Dōsan's head was taken by a man called Komaki Genta, a retainer of Yoshitatsu's son Saitō Tatsuoki. His remains were originally interred in Sōfuku-ji, but they were later moved to Jōzai-ji because the Nagara River kept overflowing and covering his burial mound. Both temples are located in the city of Gifu which celebrates Dōsan with an annual festival.

==Pseudonyms==
Saitō Dōsan is known for having a large number of pseudonyms and for frequently changing his name.
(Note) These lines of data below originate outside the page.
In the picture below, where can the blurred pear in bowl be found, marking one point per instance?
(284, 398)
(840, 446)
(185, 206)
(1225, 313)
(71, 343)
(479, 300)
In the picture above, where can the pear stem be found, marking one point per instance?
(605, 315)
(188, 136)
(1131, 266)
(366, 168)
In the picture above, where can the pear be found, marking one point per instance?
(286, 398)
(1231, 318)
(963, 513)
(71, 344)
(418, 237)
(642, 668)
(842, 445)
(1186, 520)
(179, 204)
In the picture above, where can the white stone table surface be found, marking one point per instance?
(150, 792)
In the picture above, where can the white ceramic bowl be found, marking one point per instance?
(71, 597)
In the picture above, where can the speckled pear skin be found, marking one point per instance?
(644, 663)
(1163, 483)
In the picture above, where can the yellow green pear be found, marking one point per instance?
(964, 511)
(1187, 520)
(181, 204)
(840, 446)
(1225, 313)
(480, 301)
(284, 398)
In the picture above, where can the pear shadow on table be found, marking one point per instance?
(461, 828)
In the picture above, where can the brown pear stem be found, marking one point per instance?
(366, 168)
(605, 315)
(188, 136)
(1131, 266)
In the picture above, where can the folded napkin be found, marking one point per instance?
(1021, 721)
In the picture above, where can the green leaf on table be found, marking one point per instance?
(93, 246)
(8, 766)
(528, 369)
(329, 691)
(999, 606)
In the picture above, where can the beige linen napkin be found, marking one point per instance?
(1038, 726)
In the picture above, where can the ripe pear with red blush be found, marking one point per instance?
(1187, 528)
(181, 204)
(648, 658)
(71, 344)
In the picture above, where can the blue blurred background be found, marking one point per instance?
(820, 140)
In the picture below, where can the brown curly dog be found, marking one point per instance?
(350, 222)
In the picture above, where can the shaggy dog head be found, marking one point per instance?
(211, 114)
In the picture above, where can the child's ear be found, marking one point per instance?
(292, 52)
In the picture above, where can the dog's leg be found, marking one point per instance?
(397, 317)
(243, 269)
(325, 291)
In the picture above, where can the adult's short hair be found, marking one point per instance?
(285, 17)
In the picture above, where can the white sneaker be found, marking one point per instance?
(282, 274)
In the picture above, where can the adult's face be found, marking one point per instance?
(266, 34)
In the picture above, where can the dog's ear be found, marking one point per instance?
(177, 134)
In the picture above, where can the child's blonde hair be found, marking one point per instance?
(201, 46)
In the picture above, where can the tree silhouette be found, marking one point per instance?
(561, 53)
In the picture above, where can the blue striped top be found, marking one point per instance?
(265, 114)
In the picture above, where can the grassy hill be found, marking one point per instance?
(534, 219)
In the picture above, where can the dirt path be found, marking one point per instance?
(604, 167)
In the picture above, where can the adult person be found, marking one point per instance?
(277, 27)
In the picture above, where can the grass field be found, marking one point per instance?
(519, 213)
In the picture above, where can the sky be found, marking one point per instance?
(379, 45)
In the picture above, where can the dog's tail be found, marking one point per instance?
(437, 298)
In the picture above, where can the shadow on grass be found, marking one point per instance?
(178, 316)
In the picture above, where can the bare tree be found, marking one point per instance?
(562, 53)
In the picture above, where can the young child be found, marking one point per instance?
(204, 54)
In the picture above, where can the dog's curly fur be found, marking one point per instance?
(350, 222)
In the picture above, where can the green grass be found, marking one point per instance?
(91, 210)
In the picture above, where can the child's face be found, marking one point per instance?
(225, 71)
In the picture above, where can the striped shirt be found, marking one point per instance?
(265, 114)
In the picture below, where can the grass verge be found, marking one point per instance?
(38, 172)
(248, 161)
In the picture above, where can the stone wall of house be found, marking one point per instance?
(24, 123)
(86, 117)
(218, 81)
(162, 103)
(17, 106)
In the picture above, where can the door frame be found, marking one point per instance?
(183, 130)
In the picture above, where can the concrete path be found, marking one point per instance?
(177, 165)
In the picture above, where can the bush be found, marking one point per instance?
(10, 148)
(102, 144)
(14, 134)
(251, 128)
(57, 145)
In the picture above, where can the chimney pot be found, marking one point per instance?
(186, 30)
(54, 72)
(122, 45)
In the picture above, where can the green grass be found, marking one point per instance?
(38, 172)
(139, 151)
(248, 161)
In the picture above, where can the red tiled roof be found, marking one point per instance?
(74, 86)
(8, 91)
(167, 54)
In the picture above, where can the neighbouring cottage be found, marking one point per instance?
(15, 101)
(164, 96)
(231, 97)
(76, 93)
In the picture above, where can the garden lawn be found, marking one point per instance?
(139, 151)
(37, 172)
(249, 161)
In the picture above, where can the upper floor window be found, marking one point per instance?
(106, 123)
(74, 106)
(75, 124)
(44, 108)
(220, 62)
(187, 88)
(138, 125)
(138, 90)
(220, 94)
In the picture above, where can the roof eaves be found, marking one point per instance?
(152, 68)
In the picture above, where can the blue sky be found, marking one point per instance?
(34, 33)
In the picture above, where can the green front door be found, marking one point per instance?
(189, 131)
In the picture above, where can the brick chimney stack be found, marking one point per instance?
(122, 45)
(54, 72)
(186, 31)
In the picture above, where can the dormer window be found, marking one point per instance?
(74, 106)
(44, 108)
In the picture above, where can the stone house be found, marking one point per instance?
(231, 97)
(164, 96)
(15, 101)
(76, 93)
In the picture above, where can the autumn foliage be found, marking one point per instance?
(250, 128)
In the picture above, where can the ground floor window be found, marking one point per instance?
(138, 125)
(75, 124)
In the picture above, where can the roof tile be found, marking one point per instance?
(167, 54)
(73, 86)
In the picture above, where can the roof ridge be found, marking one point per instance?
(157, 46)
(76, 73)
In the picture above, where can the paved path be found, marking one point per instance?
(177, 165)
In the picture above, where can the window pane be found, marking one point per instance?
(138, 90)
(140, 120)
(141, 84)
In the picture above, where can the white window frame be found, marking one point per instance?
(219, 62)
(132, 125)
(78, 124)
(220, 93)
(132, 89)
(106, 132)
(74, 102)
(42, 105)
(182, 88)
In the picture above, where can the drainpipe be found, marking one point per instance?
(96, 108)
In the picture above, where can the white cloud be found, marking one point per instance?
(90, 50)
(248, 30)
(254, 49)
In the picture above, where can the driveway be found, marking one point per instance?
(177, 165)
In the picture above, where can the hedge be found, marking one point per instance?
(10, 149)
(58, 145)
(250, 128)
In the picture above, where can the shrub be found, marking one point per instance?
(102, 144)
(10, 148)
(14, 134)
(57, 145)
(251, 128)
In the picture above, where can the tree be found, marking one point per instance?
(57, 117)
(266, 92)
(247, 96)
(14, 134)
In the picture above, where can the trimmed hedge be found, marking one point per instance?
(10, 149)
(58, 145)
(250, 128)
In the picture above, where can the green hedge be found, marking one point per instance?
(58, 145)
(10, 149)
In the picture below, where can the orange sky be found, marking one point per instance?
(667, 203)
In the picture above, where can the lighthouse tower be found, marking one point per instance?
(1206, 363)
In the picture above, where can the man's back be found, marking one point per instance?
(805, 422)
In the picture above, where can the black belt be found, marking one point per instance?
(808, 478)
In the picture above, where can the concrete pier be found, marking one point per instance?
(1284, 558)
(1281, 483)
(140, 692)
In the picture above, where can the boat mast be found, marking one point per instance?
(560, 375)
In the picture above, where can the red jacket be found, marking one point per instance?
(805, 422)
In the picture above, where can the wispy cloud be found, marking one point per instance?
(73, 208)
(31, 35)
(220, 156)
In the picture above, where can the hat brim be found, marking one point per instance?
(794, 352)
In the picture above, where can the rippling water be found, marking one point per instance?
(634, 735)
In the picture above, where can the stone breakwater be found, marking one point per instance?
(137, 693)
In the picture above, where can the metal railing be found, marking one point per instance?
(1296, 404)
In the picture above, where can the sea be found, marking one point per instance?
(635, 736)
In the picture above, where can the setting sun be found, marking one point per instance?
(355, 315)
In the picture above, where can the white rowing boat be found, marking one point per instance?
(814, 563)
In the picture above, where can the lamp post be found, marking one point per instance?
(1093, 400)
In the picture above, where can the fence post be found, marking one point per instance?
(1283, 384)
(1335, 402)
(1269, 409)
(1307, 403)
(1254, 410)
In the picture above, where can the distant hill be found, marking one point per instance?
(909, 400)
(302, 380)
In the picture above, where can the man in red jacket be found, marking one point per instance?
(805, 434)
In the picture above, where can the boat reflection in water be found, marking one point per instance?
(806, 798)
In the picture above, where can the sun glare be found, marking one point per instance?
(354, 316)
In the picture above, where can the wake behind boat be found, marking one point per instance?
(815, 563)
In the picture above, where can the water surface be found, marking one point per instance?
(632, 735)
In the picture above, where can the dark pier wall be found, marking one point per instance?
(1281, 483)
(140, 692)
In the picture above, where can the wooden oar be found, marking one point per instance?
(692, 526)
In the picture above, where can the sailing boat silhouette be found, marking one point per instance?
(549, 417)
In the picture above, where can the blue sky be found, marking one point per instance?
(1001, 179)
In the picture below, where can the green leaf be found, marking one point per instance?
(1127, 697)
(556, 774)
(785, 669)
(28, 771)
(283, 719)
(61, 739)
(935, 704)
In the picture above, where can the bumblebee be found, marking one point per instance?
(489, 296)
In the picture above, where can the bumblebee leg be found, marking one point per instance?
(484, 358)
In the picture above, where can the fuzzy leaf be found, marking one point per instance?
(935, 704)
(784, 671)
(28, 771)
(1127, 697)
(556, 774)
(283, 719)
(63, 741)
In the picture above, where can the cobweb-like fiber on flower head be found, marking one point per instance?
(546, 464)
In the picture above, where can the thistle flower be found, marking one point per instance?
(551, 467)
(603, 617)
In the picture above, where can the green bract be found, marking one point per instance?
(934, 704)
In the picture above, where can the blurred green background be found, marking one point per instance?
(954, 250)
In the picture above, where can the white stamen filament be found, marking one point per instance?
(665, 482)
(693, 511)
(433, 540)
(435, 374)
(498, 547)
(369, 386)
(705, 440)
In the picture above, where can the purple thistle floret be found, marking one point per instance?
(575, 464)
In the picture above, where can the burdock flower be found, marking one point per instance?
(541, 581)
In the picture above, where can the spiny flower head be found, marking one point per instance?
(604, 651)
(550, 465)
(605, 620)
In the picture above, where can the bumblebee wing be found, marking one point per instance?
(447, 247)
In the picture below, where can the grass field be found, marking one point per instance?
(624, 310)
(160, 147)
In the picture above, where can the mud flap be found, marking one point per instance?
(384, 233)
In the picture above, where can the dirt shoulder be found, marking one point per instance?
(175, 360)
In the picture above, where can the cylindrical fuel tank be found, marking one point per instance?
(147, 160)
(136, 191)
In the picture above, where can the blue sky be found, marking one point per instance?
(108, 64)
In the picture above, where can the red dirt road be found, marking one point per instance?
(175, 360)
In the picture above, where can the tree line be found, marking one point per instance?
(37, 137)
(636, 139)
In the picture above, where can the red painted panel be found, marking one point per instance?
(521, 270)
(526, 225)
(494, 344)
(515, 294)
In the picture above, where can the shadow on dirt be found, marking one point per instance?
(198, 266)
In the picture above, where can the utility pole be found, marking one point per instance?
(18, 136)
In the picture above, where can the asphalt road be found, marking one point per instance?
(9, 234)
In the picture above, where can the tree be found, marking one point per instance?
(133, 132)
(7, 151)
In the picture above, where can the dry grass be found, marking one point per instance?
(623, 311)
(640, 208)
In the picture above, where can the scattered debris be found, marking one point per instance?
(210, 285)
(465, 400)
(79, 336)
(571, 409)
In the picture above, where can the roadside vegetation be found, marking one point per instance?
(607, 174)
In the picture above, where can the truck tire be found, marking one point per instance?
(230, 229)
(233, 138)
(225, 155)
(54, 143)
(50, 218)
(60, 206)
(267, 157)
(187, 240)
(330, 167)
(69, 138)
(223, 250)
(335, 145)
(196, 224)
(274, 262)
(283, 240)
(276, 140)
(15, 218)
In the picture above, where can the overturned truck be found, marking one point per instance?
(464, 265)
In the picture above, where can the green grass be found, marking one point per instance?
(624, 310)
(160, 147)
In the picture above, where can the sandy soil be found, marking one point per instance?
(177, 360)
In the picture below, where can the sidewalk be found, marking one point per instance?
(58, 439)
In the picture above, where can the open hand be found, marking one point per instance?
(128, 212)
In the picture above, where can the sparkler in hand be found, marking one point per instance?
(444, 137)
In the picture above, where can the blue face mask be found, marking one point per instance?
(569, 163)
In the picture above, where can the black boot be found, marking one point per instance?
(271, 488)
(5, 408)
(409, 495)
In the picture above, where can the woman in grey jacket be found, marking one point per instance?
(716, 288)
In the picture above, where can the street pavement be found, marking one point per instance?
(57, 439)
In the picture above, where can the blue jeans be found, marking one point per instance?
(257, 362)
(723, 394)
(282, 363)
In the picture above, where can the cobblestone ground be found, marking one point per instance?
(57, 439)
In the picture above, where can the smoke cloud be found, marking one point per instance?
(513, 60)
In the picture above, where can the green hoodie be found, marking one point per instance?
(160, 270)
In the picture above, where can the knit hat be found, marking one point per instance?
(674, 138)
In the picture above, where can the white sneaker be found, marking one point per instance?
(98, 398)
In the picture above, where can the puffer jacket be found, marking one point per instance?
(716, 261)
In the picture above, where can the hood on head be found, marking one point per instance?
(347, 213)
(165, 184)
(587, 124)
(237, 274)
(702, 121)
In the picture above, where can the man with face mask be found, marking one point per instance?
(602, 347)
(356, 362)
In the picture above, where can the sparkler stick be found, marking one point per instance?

Some believe that this is because there were two Saitōs Dōsan, father and son, and the son adopted his father's name after his death. Other names of Saitō Dōsan are Minemaru (峰丸), Hōrenbō (法蓮坊), Matsunami Shogorō (松浪庄五郎), Nishimura Kankurō Masatoshi (西村勘九郎正利), Shinkurō (新九郎), Nagai Norihide (長井規秀), and Saitō Sakondayu Toshimasa (斎藤左近大夫利政).
The name Saitō was adopted from the former shugodai of Mino who had been overcome by the Nagai clan in the 1520s.

==Notable retainers==
- Hachiya Yoritaka
- Mori Yoshinari
- Fuwa Mitsuharu
- Inaba Ittetsu
- Ando Morinari
- Ujiie Naotomo
- Hachisuka Masakatsu
- Sakai Masahisa
- Takenaka Shigeharu
- Kanamori Nagachika
- Katō Mitsuyasu
- Sengoku Hidehisa

==Family==
- Father: Matsuda Motomune (in one traditional story; another version says that he was child of Shinzaemonzo, a monk of Myoukaku-ji Temple)
- Wife: Omi no Kata, daughter of Akechi Mitsutsugu
- Concubine: Miyoshi no Kata
- Children:
  - Saitō Yoshitatsu born to Miyoshi no Kata
  - Saitō Magoshirō
  - Saitō Kiheiji
  - Saitō Toshitaka
  - Saitō Nagatatsu (Toshiharu)
  - Nōhime (Kicho)

==In popular culture==
- In the Action RPG Nioh 2 he's reimagined as a retired Yokai hunter that fell in love with a female Yokai who bore him two children; Saito Yoshitatsu and the main protagonist "Hide". He's killed by Yoshitatsu's forces at the end of the first act.